Chapter 10
Q. 10.14.4
Q. 10.14.4
Consider a steady motion of an incompressible viscous fluid under a conservative body force. If
H_{0}=\frac{1}{2}v^2+\frac{p}{\rho}+\chi (10.14.33)
prove the following
(i) H_{0} is constant along the field lines of the vector
\textbf{f}=(\textbf{v}\times\textbf{w})\times curl\ \textbf{w} (10.14.34)
(ii) \textbf{v}.\triangledown H_{0}=v(\triangledown^2 H_{0}-\textbf{w}^2) (10.14.35)
Step-by-Step
Verified Solution
For the motion considered, the relation (10.14.17) holds. Using (10.4.33), this relation can be rewritten as
\textbf{v}\times \textbf{w}=\triangledown\left(\frac{p}{\rho}+\frac{1}{2}v^2+\chi\right)+v\ curl\ \textbf{w} (10.14.17)
\triangledown H_{0}=(\textbf{v}\times\textbf{w})-v\ curl\ \textbf{w} (10.14.36)

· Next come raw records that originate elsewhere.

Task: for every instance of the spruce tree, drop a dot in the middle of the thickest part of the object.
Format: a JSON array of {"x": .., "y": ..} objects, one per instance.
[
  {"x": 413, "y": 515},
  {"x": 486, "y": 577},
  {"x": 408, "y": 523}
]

From (10.14.34) and (10.14.36) we readily see that \textbf{f}.\triangledown H_{0}=0.\ Thus,\ \triangledown H_{0} is orthogonal to f and hence to the field line of f. But \triangledown H_{0} is always orthogonal to the surfaces of constant H_{0}. Hence f must be tangential to a surface of constant H_{0}. That is, H_{0} is constant along the field lines of f.
From (10.14.36), we get
\triangledown^2H_{0}=div(\textbf{v}\times\textbf{w})=\textbf{w}^2-\textbf{v}.\ curl\ \textbf{w} (10.14.37)
and
\textbf{v}.\triangledown H_{0}=-v\textbf{v}.\ curl\ \textbf{w} (10.14.38)
These relations together yield the relation (10.14.35).